So I finally have television again. As I mentioned a few posts ago, I went and visited my dad this past Saturday. Our mission for that afternoon was to hook me up with a television antenna, a digital converter box, and a television stand. Check, check, and check. After a long and harrowing afternoon trying to assemble the tv stand and negotiate all the wires, I was finally able to put on the tv by the evening. After Pito had left, I was able to watch, of all things, the women's U.S. Open semifinal between Serena Williams and Kim Clijsters; as fate would have it, it was the match where Serena blew her lid and thus blew the match by threatening to shove a tennis ball down a line-judge's throat. Great drama. Proof that sports has always been and always will be the best form of reality tv.

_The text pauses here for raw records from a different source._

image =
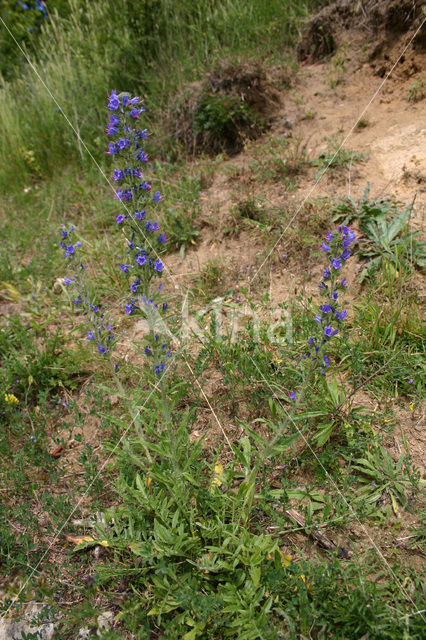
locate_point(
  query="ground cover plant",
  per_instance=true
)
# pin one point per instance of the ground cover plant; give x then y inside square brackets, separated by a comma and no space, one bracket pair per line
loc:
[182,455]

Finally tonight, I'd like to mention that I finished the book "My Antonia", by Willa Cather, this past Sunday night. It is one of the most beautiful novels that I have ever read. It's about the love between a boy and a girl, who eventually become man and woman, but whose love is never fulfilled, much less consummated, with anything more than a kiss. It showed that true love, as it is really felt and expressed, has very little if anything to do with sex. It showed that true love is truly beautiful. And so, although the main characters' love was never fulfilled with each other in any traditional, logical, or preordained sense, thus giving the novel a tragic feel and the reader a certain feeling of discouragement, it was ultimately a romance of the highest order. Even more than the dynamic between Antonia and Jim Burden, the book really romanticizes, in a non-proselytizing manner, the plains of the American midwest. The imagery and lyrical descriptiveness with which Cather describes the land of Nebraska was incredibly moving and simply beautiful. I'll finish this post with two beautiful quotes from "My Antonia", one of scenic imagery and the other of pure love:
"If there was a road, I could not make it out in the faint starlight. There was nothing but land: not a country at all, but the material out of which countries are made."
"The idea of you is a part of my mind; you influence my likes and dislikes, all my tastes, hundreds of times when I don't realize it. You really are a part of me."